Not an apt comparison, you say?

One man in Damadola, Shah Zaman, lost all three of his children, two young sons and a daughter, in the bombing, which took out three homes, hundreds of yards apart and left craters 10 feet deep. Think about that one for a moment: three young children. And they are not presumably in a war zone -- unless we suddenly decided to declare hostilities with Pakistan as well over the weekend -- so the hawks among us can't even smirk and claim that "bad things happen in war."

Which means this attack is very much the same as Mexico blasting some houses in El Paso and killing 18 Americans to catch some guys on their most-wanted list. Yeah, I'm sure we would be real cool with that, wouldn't we?

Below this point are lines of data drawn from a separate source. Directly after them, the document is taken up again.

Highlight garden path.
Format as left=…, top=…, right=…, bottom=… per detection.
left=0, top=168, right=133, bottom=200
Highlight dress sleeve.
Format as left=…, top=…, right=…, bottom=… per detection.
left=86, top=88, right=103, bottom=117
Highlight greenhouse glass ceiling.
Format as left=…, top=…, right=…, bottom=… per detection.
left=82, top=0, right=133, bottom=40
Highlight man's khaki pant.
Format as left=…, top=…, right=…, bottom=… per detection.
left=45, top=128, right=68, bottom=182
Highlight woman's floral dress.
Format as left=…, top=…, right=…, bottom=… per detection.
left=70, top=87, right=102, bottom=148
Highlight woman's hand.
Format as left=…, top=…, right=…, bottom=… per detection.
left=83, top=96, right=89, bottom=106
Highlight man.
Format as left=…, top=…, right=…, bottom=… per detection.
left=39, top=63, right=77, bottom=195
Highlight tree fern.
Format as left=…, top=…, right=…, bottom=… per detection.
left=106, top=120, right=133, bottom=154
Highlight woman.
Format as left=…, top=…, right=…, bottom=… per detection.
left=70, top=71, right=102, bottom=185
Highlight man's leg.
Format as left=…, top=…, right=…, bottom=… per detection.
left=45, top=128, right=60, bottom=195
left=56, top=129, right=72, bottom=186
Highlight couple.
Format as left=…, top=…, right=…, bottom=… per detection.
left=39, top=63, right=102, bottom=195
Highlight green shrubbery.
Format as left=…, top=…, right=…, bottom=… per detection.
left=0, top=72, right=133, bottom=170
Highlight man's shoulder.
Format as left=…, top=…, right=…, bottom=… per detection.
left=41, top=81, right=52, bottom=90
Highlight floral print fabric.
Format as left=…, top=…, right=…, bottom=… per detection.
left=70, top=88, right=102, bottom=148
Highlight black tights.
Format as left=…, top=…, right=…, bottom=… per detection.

Let's be clear: I want Osama bin Laden and his crew of murderers as much as anyone. I live in New York, knew people who died in the World Trade Center and – once military, always military – I join most Veterans in a fervent desire to see bin Laden caught and, if necessary, killed in the process. I also understand that as part of our agreement with Pakistan, U.S. troops based in Afghanistan are not allowed to cross the border in efforts to catch the Taliban and al Qaeda.

Frustrating to be sure, but no justification for us killing innocent children in a country that has only supported our efforts – unless, that is, you're cruel enough to buy the rationale that being the biggest kid on the block gives you the right to kill anyone you want, with no permission required. And what if Team Bush had decided to do the unthinkable (for them) and actually used diplomacy with our Pakistani allies before this attack? We might have gotten permission to send in Special Forces in a case like this, versus haphazardly dropping explosives on a rural village full of innocents.

I love my country, but that doesn't mean we're never mistaken or misguided. In this case, we are just flat-out wrong. Five little kids -- three from one family -- who were probably playing outside in their poverty-stricken hamlet on Friday morning, were incinerated by my country on Friday night.

And there's just no way in the world I can make that right.